1 bottle dry red wine
4 carrots – chopped into large pieces
1 lb crimini mushrooms – cut in quarters
1 lb boiler onions
3 cloves garlic, minced
Dredge the meat with a mix of flour, salt and pepper. Shake off excess flour. Cook the meat over medium-high heat until browned on all sides in a large pan with a touch of olive oil. At the same time, sauté the minced garlic with a bit of olive oil in a small pan until fragrant, about 60 seconds, and remove from heat. Remove the browned meat from the pan and drain on a paper towel. Deglaze the pan with 3/4 bottle of red wine, scraping up the delicious browned bits. Feel free to drink the remaining quarter bottle at this time. Add the garlic from the other pan to the wine mixture. Cook for a few minutes over medium-high heat to thicken and reduce. Place the meat along the bottom of the slow cooker and then pour the wine mixture over the top. Salt and Pepper to taste. Set to low and begin cooking for 6-8 hours (until the meat is tender). About an hour before it is done peel the boiler onions and quickly sauté in a pan until browned. Add these to the pot along with the carrots (if you like your carrots more on the mushy side, add them an hour earlier). About 15 minutes before the meal is complete, add the quartered mushrooms. Finally, remove the thyme and bay leaf and serve.

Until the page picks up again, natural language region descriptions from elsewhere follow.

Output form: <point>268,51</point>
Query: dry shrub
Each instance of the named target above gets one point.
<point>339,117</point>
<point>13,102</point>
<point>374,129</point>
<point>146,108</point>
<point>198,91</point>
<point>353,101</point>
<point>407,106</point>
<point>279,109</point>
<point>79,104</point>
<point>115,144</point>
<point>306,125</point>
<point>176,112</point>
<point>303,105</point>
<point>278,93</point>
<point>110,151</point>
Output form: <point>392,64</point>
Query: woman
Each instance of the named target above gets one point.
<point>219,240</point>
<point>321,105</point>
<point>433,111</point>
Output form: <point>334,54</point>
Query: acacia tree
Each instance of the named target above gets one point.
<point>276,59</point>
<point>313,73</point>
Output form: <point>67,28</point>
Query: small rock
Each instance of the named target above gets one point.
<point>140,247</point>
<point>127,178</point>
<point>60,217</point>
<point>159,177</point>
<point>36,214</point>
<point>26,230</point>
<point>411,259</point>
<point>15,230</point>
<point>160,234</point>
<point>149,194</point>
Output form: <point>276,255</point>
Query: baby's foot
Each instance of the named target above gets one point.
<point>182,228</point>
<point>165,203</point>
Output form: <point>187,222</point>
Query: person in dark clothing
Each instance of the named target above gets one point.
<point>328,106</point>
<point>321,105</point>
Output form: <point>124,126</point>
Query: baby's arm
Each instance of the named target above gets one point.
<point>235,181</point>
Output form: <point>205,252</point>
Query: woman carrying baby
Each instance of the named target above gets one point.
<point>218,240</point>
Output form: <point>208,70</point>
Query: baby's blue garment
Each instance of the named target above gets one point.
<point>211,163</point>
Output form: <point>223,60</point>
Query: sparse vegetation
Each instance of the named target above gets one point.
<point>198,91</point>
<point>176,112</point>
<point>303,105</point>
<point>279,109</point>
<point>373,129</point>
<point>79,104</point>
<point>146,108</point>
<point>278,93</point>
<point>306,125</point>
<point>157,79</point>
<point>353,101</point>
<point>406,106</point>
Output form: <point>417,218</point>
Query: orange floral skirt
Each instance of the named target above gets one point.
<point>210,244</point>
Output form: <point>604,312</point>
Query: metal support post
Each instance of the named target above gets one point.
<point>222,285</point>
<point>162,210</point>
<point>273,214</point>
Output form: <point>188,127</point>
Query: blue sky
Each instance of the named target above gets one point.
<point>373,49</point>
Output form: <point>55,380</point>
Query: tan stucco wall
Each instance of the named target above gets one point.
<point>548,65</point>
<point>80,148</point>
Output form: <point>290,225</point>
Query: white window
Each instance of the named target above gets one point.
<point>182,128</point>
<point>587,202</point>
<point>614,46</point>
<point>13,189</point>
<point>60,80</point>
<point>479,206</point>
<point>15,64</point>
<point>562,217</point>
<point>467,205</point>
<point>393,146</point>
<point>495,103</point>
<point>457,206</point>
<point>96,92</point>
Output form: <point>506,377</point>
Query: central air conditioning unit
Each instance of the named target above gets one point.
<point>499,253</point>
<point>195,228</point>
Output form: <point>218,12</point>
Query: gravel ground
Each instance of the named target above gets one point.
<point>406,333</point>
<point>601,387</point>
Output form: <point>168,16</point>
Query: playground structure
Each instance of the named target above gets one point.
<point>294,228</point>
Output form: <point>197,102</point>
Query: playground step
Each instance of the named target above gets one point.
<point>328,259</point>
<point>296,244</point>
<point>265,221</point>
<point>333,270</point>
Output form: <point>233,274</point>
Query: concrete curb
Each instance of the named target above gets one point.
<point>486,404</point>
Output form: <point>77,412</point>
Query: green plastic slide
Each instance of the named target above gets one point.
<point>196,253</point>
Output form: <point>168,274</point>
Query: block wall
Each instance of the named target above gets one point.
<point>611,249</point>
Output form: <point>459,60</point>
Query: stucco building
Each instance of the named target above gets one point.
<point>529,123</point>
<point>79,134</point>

DISCLAIMER: By no means does this post imply that I am now a slow-cooker fanatic. I added the slow cooker to the arsenal so it can be used when there is not enough time for active cooking or I am feeling lazy.
After a long week, the thought of staying in and having a nice meal and a bottle of wine is quite possibly my version of nirvana. Brie made pork chops in a lovely leek, mustard, bacon (oh thank you!) and yoghurt sauce featured in the May, 2009 Bon Appetit magazine. The Chobani brand of yoghurt that she used is so thick it easily replaced the sour cream/crème fraîche that the recipe called for. Along side the entrée was a side of steamed broccoli and roasted butternut squash from the Door to Door organics delivery that arrived earlier in the week. With the stronger flavors of mustard and bacon I decided to go with a lighter red and chose a 2006 Saint Joseph Domaine Faury Rhone Syrah.
It was a great meal and a decent bottle of wine, although I don’t think I would buy another bottle again: it was fair, but it didn’t deserve the price tag. To top it all off, Brie is pulling out a loaf of banana bread from the oven. Happy place, happy place, happy place!